AI researchers at Microsoft accidentally leaked 38TB of company data

This post was originally published on this site

https://content.fortune.com/wp-content/uploads/2023/09/GettyImages-1195300888-e1695141476853.jpg?w=2048

The AI team, which was uploading training data to let other researchers train AI models for image recognition, accidentally exposed the data, which included “secrets, private keys, passwords, and over 30,000 internal Microsoft Teams messages,” according to cloud security platform Wiz, which first noticed the data exposure.

Microsoft, in a report of its own about the leak, noted that “no customer data was exposed, and no other internal services were put at risk because of this issue” and there was no action required by those customers.

The link to the data that included the files was made using a feature in Azure called “SAS tokens,” which let users create sharable links. Wiz first discovered the access to the data on June 22 and alerted Microsoft. The token was revoked the next day and Microsoft says it has fixed the issue and adjusted SAS tokens that are more permissive than intended.

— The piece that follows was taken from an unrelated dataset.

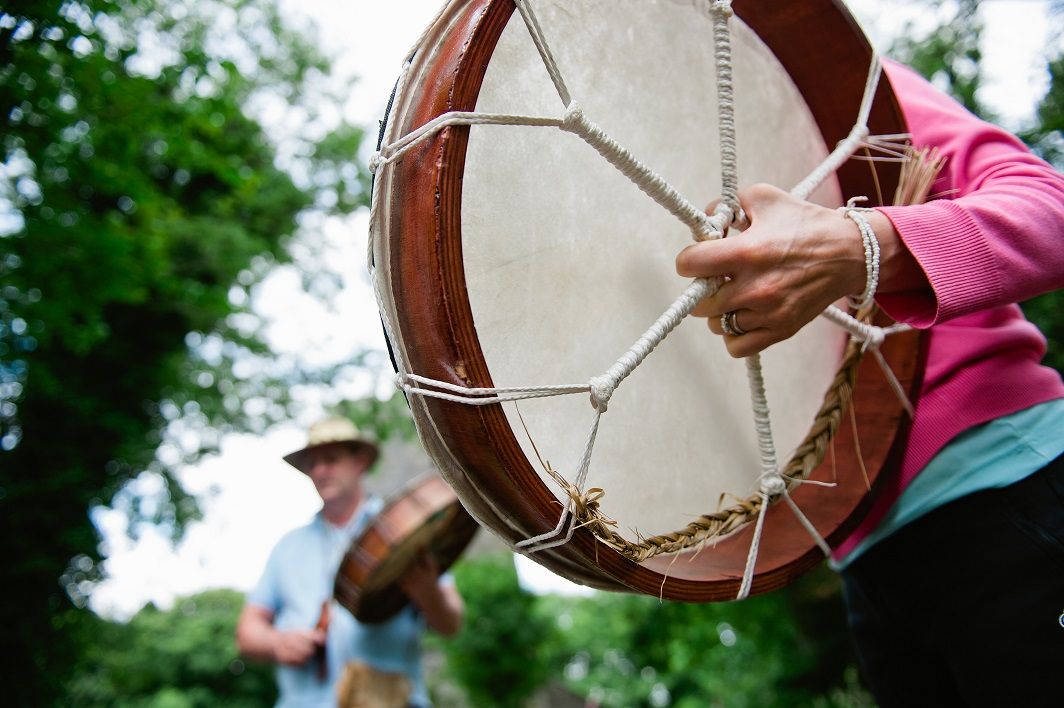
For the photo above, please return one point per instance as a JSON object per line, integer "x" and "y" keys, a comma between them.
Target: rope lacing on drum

“The information that was exposed consisted of information unique to two former Microsoft employees and these former employees’ workstations,” the company said. “No customer data was exposed, and no other Microsoft services were put at risk because of this issue. Customers do not need to take any additional action to remain secure. Like any secret, SAS tokens need to be created and handled appropriately. As always, we highly encourage customers to follow our best practices when using SAS tokens to minimize the risk of unintended access or abuse.”

Wiz cautioned that these sorts of mistakes could become more common as AI is trained and used more often.

“This case is an example of the new risks organizations face when starting to leverage the power of AI more broadly, as more of their engineers now work with massive amounts of training data,” the group wrote. “As data scientists and engineers race to bring new AI solutions to production, the massive amounts of data they handle require additional security checks and safeguards.”